Mirko, come è cambiata la vita dopo l’incidente?
«Beh, è cambiata. Soprattutto all’inizio. Da lavoratore e autonomo economicamente, sono passato a essere come un bambino che non riesce ad allacciarsi le scarpe e non può guidare. Un salto importante e repentino. In ogni caso, dopo 5 mesi, ero già stato operato. E sono tornato al lavoro, passando dalla produzione all’ufficio».
Il debutto in sella?
«Risale all’estate 2010, con una mia vecchia mountain bike che utilizzavo da ragazzino. Nei primi tempi è stato un calvario: a casa mia c’è solo salita e, per completare 2 km, mi sono fermato almeno tre volte. E poi la discesa: panico vero».
La soddisfazione più grande?
«Coincide con la prima gara in assoluto: una Granfondo. Partenza da Sedico, correndo insieme ai normodotati. E sotto una pioggia battente: molti iscritti non si sono nemmeno presentati al via con quel diluvio. Io sì, ho corso e concluso una prova in cui c’era l’essenza del ciclismo: il correre contro se stessi, il meteo e la sfortuna».
Gli ostacoli più importanti da superare?
«Nella vita, le banali azioni quotidiane: vestirsi o tagliare la bistecca diventano pratiche difficili se non impossibili.

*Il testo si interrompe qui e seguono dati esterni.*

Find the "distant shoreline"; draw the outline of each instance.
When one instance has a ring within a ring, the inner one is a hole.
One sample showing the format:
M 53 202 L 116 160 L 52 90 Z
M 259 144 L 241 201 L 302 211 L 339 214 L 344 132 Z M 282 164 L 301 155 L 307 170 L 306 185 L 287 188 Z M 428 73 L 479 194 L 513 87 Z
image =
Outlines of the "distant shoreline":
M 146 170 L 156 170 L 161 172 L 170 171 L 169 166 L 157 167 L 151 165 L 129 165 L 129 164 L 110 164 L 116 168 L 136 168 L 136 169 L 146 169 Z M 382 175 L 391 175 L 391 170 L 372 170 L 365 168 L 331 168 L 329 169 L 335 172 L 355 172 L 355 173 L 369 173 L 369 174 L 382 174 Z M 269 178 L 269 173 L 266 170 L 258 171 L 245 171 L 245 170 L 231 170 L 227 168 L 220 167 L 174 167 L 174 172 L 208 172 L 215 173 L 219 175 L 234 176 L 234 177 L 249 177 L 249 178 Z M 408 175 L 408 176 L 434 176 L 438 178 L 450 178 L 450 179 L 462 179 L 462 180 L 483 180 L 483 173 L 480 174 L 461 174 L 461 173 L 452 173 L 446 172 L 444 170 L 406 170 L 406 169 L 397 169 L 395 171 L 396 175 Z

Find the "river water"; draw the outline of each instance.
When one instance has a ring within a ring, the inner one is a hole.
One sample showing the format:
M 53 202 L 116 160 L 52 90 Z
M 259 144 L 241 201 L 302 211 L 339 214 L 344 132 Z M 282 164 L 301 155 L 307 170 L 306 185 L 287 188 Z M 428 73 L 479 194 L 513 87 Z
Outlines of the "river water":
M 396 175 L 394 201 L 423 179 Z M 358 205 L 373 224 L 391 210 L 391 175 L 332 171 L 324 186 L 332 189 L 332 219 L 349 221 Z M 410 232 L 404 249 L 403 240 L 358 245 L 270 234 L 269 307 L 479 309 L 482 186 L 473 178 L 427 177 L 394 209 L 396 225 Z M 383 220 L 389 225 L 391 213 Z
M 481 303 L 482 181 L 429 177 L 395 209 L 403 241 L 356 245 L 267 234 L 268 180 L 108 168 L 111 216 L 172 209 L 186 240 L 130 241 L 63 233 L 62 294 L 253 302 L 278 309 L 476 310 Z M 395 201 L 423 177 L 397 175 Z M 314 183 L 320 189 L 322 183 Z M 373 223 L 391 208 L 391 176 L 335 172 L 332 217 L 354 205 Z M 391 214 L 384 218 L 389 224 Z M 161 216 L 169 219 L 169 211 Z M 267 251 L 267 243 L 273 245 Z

Poi, col tempo, ci si adatta e si trova un sistema per fare quasi tutto. Nel ciclismo è uguale: quando guidi, cambi, freni o prendi la borraccia con una mano sola, se sbagli cadi. Ma tante ore in sella fanno miracoli: non so come, ma il corpo si adatta e trova una strada, anche dove non c’è».
Come si sviluppa la giornata tipo?
«Tutto ruota attorno al ciclismo. Mi considero un mediocre corridore, però mi alleno parecchio. Durante la settimana, al mattino lavoro, quando stacco mangio un panino leggero. E poi parto in bici. Si va dalle 2 alle 4 ore al giorno, in base al periodo e al programma di allenamento. In media, a settimana, rimango fra le 15, 20 ore in sella, con almeno un giorno di riposo assoluto, di solito il venerdì».
Che cos’è il ciclismo?
«È un buon motivo per alzarsi al mattino, nonostante sia uno sport “infame”. Fra condizioni meteo difficili, cadute, incidenti, pericoli e “bastonate” prese in giornate storte, la voglia di pedalare dovrebbe passare abbastanza in fretta. Invece, se superi questi ostacoli, ti tempra, ti insegna ad andare avanti, ad affrontare i momenti difficili».
Obiettivi futuri?
«Da circa un anno corro quasi solo in competizioni con i normodotati. Sono adatto alla salita e il settore paralimpico, in sostanza, non prevede gare con dislivello. Mi avvicino soprattutto alle Granfondo, anche abbastanza lunghe, da 5 a oltre 8 ore, con dislivelli importanti: 4, 5000 metri. L’agonismo è impegnativo, perché, oltre all’allenamento, ci vuole moderazione a tavola ed è bene riposarsi il più possibile. Ma finché non mi pesa continuerò a gareggiare».